People who are physically active, but not involved in heavy workloads or high-level sporting pursuits, are typically at the lowest risk of experiencing back pain.

Deakin researchers shed light on back pain myths

August 29, 2019 BY

A team of researchers from Deakin’s Institute for Physical Activity and Nutrition (IPAN) have found no association between prolonged sitting and lower back pain despite widely shared opinions.

The surprising revelation is the result of three decades worth of data collection from more than one million subjects, with the IPAN group sorting through 41 systemic reviews in a bid to understand what movements or tasks could pose risks for back pain.

The “mega-study” has provided “the most” comprehensive analysis of the correlation between certain activities and back pain.

IPAN Associate Professor of exercise and musculoskeletal health Daniel Belavy said although there’s a growing body of evidence linking sitting to other negative health effects, inactivity while sitting does not appear to be a risk factor for back pain.

“While you may get muscle tightness when you sit for a long time, sitting itself doesn’t actually damage the spinal structures directly,” he said.

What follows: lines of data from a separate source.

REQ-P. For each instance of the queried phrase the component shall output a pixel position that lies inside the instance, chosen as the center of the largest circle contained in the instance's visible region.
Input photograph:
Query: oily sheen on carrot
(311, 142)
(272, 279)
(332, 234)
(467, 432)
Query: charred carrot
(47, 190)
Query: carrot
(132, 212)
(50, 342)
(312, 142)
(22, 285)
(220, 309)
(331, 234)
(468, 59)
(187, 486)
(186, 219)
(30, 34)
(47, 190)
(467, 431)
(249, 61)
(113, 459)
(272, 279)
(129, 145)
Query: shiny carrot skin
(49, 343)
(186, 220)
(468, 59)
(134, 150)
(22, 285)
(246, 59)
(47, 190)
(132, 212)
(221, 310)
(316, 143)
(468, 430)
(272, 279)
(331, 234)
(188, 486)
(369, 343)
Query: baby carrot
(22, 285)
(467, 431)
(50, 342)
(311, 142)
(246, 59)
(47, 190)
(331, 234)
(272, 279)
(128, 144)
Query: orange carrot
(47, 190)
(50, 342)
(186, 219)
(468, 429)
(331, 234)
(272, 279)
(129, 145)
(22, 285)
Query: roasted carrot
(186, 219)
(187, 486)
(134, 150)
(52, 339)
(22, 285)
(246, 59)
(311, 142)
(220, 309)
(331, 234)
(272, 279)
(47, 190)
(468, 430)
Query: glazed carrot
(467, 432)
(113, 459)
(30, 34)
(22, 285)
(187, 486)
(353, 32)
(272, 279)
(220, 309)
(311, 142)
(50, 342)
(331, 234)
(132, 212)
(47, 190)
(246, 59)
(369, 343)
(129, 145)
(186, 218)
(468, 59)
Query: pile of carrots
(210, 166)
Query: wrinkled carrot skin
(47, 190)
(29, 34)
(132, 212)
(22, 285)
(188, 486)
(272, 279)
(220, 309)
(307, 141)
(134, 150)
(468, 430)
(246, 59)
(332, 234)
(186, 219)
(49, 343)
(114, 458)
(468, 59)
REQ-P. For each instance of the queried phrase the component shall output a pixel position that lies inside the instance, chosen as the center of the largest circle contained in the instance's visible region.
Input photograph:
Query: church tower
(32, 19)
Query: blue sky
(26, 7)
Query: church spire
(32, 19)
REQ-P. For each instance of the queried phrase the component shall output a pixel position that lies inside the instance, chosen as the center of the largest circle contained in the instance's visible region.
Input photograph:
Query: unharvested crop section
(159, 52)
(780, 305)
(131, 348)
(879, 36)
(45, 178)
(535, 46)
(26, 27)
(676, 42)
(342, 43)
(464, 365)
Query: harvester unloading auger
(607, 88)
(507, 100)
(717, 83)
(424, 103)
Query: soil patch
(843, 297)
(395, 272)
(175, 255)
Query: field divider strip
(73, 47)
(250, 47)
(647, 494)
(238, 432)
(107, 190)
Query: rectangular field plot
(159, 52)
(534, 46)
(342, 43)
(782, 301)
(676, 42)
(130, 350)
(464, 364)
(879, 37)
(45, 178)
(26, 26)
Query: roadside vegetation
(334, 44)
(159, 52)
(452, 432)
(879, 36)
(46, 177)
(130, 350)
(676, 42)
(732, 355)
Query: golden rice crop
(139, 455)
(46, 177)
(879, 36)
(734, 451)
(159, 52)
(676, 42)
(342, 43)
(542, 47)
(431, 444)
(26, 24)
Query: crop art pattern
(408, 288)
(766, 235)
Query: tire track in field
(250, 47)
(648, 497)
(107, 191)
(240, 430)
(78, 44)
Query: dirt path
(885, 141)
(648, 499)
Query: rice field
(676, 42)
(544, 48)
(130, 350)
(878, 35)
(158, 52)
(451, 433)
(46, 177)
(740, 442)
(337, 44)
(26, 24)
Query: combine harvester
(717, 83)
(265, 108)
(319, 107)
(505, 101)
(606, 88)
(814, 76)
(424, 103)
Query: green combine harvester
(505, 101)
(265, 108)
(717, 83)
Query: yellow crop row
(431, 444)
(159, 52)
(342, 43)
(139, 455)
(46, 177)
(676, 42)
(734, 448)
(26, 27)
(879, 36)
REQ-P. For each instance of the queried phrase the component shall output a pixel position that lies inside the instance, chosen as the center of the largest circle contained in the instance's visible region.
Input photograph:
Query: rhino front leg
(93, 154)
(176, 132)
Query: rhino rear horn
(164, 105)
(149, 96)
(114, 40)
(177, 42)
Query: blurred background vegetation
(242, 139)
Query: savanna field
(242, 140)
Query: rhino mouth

On the flip side, heavy physical work and lifting were associated with back pain in the review, however it’s still not clear that they could cause it.

“Both of those things might sound the same, but it’s one thing to find an ‘association’ and quite another thing to prove ‘causality’,” he said.

“It’s important we keep working to better understand the mechanisms behind lower back pain.

“For those under 50, back pain causes the greatest loss of productivity of all diseases in Australia, and 16 per cent of Australians will develop persistent back pain at some point in their life.”

Associate Professor Belavy said while it was good news sitting time didn’t seem to be an issue for back pain, he discouraged long bouts of sitting.

“From other work, we know that general physical activity is important for reducing the risk of back pain,” he said.

“And we know from other research conducted within IPAN and elsewhere that reducing time spent sitting lowers the risks of other chronic conditions. So those in office jobs shouldn’t get too comfortable at their desks just yet.”